Run this script to create space for additional stations while preserving data in an existing table. Additional stations should always be included at the end of the station list; reordering that list is currently not supported. Running this script will overwrite any existing table with the same name defined by filename in the new .cfg file. If the table names in both .cfg files are the same, the original table will be renamed and then deleted. All output files are also remade to reflect the additional station. Use this if a new, important station is added to your network that you wish to use without rerunning anything. It fills all the data for that station with zeros (that is, if the station existed before it will not add data from it).

plotJunk.py

Run this script to output the contents of the junk table for troubleshooting. A folder inside groupName called junk is filled with images. The names of the images are the times of the triggers with a code at the end corresponding to the type of junk trigger: 0 for possible teleseisms, 1 for spikes/harmonic signals, and 2 for triggers that were labeled as both. The contents are the waveforms from all stations/channels concatenated together. The same times and codes are also output in junk.txt.

clearJunk.py

Run this script to clear the contents of the junk table, in case you wish to free up some space and no longer wish to keep the contents for troubleshooting.

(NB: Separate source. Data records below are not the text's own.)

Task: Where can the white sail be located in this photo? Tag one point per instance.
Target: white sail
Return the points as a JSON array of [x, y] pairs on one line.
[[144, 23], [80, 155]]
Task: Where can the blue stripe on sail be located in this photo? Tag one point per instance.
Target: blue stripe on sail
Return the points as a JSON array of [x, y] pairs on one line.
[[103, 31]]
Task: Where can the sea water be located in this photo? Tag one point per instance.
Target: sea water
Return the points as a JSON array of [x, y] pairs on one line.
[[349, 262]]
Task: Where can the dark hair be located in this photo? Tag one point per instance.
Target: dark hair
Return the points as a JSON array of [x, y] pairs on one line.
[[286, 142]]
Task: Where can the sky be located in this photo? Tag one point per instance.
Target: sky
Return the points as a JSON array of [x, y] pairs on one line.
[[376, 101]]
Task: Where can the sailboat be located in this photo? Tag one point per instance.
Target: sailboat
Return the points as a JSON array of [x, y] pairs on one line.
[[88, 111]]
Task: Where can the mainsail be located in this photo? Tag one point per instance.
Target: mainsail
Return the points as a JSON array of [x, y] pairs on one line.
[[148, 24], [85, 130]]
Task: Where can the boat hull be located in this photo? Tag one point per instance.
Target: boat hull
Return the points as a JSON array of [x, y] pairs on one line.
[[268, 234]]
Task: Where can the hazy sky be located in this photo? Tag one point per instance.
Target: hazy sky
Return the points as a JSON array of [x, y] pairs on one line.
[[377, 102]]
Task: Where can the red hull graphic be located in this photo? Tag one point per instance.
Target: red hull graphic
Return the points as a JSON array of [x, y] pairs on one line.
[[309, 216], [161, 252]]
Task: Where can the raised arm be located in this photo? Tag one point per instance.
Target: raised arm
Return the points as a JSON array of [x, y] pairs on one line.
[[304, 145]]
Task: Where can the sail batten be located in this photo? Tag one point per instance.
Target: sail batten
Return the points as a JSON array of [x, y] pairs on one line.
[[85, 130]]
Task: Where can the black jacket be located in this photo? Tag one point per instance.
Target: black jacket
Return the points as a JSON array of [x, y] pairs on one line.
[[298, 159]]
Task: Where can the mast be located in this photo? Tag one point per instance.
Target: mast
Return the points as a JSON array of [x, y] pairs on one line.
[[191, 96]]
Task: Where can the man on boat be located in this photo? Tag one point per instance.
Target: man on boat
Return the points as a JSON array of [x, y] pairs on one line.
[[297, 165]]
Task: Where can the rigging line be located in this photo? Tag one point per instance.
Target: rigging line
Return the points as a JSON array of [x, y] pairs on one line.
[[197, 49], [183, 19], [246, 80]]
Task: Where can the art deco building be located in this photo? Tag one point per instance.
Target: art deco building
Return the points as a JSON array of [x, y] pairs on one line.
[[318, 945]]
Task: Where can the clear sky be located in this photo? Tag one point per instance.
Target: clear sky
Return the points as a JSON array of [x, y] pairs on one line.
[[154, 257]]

Example Shell Script for Cron Job

Edit the contents of your crontab and add a line similar to:

*/15 * * * * /bin/bash -l -c '/path/to/runREDPy.sh'

to run the script runREDPy.sh every 15 minutes. Obviously, replace /path/to/ with the actual path to the script (same below with the path to REDPy).

Below are the contents of runREDPy.sh:

#!/bin/bash
# Script for running REDPy as crontab

# cd to correct path
cd /path/to/REDPy

# (Optional) Activate environment
source activate redpy

# Run REDPy
python backfill.py -v -c config.cfg > example/out.txt

This will automatically update the run specified by config.cfg every 15 minutes (including updating all of the outputs), and will write standard out to example/out.txt with the usual stats for the run. Change the paths and names of files to your use. If you have many instances (e.g., multiple volcanoes), you can either use multiple shell scripts and crontab lines or call python many times within a single shell script. If you have enough memory to handle multiple runs, go for the multiple scripts option. Otherwise, use a single script to run them in serial.